The market for photographing jewelry is growing by the day. Jewelry photography can be a fun, rewarding, and profitable endeavour.
Are you looking for a way to take photos that will sell your products better and make them look even more beautiful? Our guide will help you start capturing those great jewelry shots today.
Types of Jewelry Photography
Before we begin, it is good to keep in mind that there are two different kinds of jewelry product photography.
Both of these have different requirements and techniques.
Product and e-commerce photography are the images you will see online or in a product catalog. These images are usually shot on a seamless solid color background. They highlight only the jewelry.

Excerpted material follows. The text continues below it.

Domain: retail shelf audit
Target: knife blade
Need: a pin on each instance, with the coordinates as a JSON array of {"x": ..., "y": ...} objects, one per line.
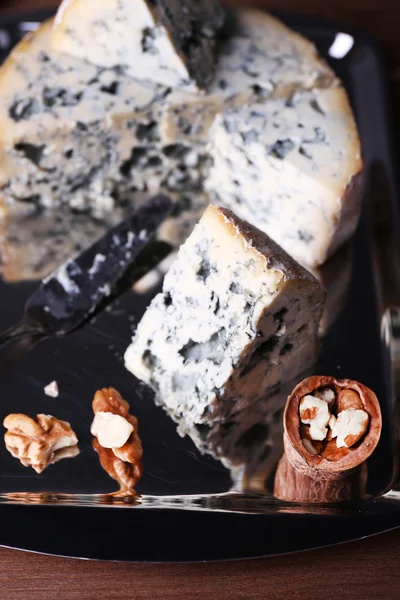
[{"x": 82, "y": 286}]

1. Use a Tripod for Jewelry Photography
For still life product images like jewelry, you’ll want to use a tripod.
Having your camera steady on a tripod has two more advantages:
- It makes it easier to adjust focus points and depth-of-field (aperture);
- You can drop to much lower shutter speed and ISO to avoid or reduce noise.

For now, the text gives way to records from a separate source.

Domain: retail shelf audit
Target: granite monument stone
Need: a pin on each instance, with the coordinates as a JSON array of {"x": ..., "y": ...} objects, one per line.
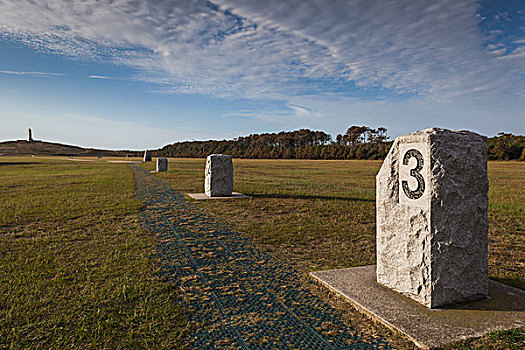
[
  {"x": 432, "y": 225},
  {"x": 162, "y": 164},
  {"x": 218, "y": 176}
]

For lifestyle catalog or editorial photography, you can leave the tripod at home. Keep in mind that you’ll still want to adhere to commercial photography guidelines and keep your work looking very sharp.

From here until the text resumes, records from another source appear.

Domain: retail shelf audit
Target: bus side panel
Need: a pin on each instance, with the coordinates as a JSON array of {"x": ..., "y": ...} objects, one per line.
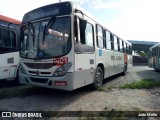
[
  {"x": 8, "y": 65},
  {"x": 4, "y": 67},
  {"x": 108, "y": 63},
  {"x": 84, "y": 69},
  {"x": 13, "y": 66},
  {"x": 119, "y": 62}
]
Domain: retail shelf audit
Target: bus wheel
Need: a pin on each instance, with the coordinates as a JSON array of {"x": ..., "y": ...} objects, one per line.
[{"x": 98, "y": 78}]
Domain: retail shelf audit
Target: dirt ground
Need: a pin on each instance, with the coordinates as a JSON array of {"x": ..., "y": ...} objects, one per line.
[{"x": 85, "y": 99}]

2. Choose the Right Camera for Jewelry Photos
What is the best camera for jewelry photography? Lucky for most, the camera is not as significant in photographing jewelry as in other fields. Photographing accessories is a still-life endeavour. You will not be pushing the limits or boundaries of your camera.
Product and e-Commerce Jewelry Photography
For e-commerce and standard product images, megapixel count won’t matter too much. These images will likely be small or only for online use.
Some photographers have even gotten away with using point-and-shoot or compact cameras. We don’t suggest this if you want to do professional work. Most mid-level DSLRs are suitable for this category.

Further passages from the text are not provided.